Conventional electromechanical telephone networks are inherently slow and, even under overload conditions, generate only minor harmonic outputs. In contrast the new electronic networks are fast and, when overload and consequent speech waveform clipping occurs, they produce an excessive proportion of harmonics that are outside the voice band (typically 300 Hz to 3.4 kHz). These harmonics are transmitted with little attenuation through the hybrid balance network, which is tuned to reject signals in the voice band, to the instrument receiver thus resulting in poor side-tone performance. Furthermore, in order for the hybrid to remain balanced and the return loss to remain greater than -14 db, as required by most telephone administrations, the impedance of the instrument as `seen` by the line should be 600 ohms (900 ohms in USA) irrespective of the signal amplitude. When electronic subsets at present in use are overloaded causing clipping the output transistor stage can be driven into saturation. When this occurs the impedance `seen` by the line falls to that of a saturated transistor, i.e. only a few ohms. Attempts have been made to prevent output transistor saturation by the use of clipping diodes. However, the impedance of the diodes then shunts the 600 ohm output impedance causing the aforementioned problems of impedance changes, hybrid imbalance and the generation of out of band harmonics.

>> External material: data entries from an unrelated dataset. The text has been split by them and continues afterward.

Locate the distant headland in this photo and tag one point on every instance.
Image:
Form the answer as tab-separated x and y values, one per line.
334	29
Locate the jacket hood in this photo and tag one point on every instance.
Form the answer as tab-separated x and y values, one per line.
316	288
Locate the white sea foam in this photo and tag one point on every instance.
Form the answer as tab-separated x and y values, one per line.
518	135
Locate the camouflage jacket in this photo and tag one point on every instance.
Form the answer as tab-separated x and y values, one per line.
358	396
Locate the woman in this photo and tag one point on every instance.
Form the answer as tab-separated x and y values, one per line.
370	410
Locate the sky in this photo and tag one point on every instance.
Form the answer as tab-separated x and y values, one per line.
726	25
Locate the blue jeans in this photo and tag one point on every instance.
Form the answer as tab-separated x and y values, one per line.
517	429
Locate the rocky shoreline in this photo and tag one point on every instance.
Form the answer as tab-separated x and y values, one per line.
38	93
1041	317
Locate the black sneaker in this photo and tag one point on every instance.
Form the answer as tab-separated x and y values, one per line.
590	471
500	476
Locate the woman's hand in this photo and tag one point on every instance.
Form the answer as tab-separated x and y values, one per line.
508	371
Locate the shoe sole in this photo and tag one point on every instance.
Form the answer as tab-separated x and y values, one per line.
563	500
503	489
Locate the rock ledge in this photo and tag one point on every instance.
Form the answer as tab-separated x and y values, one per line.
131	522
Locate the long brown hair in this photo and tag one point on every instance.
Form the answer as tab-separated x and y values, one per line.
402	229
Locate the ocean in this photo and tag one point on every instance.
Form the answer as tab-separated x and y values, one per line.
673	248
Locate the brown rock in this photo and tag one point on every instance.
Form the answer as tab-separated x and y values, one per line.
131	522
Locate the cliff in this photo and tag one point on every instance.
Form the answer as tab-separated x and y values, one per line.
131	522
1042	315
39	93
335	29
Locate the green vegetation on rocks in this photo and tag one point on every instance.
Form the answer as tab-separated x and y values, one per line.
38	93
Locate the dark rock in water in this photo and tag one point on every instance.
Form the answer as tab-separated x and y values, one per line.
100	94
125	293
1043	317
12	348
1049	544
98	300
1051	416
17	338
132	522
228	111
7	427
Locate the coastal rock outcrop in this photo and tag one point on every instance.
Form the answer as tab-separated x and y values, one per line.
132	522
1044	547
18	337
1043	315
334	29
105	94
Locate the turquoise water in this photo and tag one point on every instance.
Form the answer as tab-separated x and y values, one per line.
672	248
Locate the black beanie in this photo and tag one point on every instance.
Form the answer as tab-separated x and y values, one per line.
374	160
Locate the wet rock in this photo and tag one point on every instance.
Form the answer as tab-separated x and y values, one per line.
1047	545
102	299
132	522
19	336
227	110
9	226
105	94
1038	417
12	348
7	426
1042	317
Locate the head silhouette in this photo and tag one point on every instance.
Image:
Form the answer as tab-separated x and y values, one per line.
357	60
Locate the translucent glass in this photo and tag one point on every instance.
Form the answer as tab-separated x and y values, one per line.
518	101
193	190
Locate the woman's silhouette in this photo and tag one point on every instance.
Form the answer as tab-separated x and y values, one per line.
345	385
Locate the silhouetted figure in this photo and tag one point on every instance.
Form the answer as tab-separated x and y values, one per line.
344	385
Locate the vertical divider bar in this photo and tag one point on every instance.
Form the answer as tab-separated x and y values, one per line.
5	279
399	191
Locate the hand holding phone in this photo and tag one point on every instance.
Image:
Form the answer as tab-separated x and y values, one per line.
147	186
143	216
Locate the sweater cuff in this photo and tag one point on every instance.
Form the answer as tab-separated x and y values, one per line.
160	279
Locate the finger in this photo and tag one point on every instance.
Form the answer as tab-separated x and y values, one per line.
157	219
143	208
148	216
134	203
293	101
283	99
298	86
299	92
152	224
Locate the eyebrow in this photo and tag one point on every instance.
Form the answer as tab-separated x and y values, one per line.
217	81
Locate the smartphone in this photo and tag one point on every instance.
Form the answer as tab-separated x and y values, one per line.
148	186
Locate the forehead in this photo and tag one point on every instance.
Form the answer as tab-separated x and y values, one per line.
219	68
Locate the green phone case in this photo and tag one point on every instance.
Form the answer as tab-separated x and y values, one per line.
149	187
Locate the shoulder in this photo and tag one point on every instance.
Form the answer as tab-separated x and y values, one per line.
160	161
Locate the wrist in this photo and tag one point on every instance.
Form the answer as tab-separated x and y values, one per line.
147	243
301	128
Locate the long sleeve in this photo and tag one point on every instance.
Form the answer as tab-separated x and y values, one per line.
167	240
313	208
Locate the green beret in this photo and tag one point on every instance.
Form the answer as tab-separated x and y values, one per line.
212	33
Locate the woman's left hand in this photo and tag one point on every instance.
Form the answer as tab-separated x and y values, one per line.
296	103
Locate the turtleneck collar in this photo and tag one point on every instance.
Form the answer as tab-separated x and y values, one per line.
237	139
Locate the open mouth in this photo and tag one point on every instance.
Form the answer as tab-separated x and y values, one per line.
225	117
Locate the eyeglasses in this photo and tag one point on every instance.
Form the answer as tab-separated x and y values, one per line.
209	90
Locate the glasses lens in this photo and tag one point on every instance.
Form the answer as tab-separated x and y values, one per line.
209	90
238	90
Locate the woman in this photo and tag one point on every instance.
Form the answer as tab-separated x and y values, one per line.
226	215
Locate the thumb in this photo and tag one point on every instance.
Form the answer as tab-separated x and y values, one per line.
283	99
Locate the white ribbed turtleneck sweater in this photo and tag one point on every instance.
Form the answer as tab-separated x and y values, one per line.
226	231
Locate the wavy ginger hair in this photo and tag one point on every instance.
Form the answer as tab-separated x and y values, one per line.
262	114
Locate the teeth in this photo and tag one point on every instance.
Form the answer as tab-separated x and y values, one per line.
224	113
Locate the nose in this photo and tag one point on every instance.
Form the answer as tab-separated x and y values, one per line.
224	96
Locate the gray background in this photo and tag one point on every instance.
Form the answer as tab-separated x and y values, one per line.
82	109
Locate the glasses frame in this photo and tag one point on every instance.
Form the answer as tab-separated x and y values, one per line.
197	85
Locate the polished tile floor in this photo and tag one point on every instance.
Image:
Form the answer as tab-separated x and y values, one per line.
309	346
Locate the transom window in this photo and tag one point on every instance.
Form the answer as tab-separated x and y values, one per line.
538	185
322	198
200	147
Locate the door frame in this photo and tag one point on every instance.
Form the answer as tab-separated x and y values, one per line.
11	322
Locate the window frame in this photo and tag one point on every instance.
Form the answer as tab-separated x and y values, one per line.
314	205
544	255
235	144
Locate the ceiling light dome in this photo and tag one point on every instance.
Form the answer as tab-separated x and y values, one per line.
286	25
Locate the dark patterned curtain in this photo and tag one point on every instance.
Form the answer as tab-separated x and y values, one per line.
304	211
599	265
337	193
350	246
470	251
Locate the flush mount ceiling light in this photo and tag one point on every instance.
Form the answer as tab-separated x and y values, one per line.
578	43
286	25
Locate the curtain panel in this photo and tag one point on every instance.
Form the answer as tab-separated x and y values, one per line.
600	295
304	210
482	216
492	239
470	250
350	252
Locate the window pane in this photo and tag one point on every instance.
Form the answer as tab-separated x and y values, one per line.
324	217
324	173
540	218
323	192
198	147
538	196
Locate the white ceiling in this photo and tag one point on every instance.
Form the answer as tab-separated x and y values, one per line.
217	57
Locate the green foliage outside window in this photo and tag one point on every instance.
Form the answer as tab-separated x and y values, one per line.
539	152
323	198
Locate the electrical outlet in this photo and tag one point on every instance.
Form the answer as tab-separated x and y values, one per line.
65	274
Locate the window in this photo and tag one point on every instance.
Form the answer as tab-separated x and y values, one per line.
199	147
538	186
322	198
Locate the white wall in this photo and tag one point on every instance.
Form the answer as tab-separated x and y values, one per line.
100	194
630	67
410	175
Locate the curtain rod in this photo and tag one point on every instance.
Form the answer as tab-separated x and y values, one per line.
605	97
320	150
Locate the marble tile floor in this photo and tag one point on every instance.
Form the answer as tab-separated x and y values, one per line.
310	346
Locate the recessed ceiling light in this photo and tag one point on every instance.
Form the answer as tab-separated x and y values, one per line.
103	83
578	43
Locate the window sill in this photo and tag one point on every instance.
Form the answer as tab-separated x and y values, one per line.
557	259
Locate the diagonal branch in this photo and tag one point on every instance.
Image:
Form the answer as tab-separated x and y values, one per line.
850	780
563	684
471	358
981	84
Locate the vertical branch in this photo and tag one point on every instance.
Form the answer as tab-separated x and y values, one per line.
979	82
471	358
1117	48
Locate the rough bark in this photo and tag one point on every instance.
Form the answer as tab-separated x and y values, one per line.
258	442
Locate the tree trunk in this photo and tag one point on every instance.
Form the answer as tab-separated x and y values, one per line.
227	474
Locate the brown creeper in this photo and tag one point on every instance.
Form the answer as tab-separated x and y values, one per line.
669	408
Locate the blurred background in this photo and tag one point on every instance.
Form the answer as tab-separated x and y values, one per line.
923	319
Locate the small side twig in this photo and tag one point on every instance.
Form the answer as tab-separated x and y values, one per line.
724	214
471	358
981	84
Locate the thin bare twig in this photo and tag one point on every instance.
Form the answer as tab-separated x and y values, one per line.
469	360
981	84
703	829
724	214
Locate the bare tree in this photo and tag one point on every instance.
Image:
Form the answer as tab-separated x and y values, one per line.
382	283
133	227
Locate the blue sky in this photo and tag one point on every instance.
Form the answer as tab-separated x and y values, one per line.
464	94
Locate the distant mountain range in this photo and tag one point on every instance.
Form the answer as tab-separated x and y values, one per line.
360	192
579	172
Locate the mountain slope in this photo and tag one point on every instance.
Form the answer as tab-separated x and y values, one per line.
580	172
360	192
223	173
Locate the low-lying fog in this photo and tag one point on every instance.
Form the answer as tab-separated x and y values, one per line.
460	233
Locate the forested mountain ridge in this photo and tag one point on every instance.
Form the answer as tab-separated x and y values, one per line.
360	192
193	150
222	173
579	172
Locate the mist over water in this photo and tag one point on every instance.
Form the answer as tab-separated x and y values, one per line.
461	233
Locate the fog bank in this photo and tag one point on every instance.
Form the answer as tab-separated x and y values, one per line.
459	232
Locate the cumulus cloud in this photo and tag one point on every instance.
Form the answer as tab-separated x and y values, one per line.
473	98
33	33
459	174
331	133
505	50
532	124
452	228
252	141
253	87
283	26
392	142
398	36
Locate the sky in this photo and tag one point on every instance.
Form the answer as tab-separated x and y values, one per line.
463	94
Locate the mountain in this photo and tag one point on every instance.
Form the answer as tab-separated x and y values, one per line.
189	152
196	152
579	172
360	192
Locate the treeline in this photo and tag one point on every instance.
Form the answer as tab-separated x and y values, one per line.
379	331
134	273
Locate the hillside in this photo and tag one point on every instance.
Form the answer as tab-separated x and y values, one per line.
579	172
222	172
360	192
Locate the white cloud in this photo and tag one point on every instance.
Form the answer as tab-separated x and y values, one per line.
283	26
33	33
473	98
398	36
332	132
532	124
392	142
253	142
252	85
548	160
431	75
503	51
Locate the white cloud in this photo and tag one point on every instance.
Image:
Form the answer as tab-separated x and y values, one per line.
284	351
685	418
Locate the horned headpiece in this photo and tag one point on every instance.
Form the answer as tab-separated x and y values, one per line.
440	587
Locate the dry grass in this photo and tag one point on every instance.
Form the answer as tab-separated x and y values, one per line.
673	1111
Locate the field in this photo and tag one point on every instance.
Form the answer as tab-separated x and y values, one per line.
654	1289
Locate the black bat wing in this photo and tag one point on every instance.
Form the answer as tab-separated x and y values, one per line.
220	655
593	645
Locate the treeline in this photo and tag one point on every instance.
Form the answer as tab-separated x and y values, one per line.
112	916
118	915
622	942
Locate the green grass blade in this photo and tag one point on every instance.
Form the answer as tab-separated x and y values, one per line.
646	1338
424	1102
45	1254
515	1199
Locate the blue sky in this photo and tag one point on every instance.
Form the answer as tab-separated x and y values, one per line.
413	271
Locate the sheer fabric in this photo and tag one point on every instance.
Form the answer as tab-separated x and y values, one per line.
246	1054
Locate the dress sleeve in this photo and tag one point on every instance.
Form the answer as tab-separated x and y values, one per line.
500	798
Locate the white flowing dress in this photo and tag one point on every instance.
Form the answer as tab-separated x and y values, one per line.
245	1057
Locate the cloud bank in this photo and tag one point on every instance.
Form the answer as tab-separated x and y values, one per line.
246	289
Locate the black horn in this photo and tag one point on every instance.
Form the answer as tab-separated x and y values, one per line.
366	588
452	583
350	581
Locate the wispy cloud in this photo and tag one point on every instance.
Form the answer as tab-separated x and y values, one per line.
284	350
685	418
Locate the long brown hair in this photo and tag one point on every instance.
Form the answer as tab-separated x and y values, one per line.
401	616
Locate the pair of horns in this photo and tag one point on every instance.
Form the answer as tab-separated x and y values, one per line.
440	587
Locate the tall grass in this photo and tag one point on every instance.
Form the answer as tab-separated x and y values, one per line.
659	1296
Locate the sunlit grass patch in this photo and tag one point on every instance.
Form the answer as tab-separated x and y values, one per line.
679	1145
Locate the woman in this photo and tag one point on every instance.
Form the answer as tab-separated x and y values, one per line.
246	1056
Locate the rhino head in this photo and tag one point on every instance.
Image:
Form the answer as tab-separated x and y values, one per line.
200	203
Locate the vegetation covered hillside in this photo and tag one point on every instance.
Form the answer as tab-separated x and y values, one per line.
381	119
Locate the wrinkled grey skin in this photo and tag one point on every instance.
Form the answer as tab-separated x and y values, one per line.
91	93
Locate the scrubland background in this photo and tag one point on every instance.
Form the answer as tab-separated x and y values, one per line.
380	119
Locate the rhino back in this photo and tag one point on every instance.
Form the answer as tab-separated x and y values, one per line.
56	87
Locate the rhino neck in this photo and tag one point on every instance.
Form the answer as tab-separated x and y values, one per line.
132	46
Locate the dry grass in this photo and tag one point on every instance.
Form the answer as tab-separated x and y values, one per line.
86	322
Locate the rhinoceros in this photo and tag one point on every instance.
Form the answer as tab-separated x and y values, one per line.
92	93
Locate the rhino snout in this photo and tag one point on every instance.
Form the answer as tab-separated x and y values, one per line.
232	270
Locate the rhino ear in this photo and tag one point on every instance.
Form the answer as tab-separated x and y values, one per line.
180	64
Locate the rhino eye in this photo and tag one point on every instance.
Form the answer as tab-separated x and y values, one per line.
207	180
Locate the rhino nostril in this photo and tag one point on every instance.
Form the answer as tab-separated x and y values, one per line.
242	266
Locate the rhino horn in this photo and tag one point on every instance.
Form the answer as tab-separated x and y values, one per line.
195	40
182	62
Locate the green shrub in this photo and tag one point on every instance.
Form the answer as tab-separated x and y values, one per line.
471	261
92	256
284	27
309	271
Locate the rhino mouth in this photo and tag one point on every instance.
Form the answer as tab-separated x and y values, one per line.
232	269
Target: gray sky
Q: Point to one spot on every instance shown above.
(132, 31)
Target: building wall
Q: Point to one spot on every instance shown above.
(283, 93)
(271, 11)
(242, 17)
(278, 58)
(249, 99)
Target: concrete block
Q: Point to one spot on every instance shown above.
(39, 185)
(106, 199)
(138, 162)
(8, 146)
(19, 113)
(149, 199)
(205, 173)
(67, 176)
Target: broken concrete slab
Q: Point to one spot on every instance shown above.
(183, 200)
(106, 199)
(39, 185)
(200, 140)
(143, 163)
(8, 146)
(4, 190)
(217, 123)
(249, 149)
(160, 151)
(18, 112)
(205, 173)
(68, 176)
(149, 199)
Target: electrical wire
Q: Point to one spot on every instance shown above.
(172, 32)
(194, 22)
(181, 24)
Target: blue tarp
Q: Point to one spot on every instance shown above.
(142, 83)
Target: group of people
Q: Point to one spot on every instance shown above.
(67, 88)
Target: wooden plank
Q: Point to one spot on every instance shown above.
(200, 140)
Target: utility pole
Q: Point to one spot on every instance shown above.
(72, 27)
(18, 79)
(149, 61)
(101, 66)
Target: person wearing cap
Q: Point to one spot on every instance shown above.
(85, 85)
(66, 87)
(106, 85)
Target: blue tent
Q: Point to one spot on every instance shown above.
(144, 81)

The problem of harmonic generation may be overcome by the use of circuits which soft clip the speech waveform in contrast e.g. to diode circuits which produce hard clipping. A soft clipping circuit does not have a sharp cut-off level but progressively reduces the overall voice channel gain beyond a predetermined threshold amplitude. This provides a smooth transition from high to low gain thus preventing `splatter`. When soft clipping is applied to a signal substantially all the power is concentrated in the fundamental and the lower order harmonics, the latter being in or close to the voice frequency band. Thus, rejection to the receiver path by the hybrid network is still obtained.
Soft clipping alone, however, does not overcome the major problems of changes in the output impedance to the line and in particular the reduction of impedance caused by output stage saturation. The latter effect can be overcome by suitable choice of the circuit operating parameters which ensure that the waveform is always below the amplitude at which saturation occurs. The problem of impedance changes related to gain transformations has, however, proved intractable with conventional telephone circuits which employ negative feedback for gain regulation and, thus, suffer from an impedance reduction as the gain is reduced.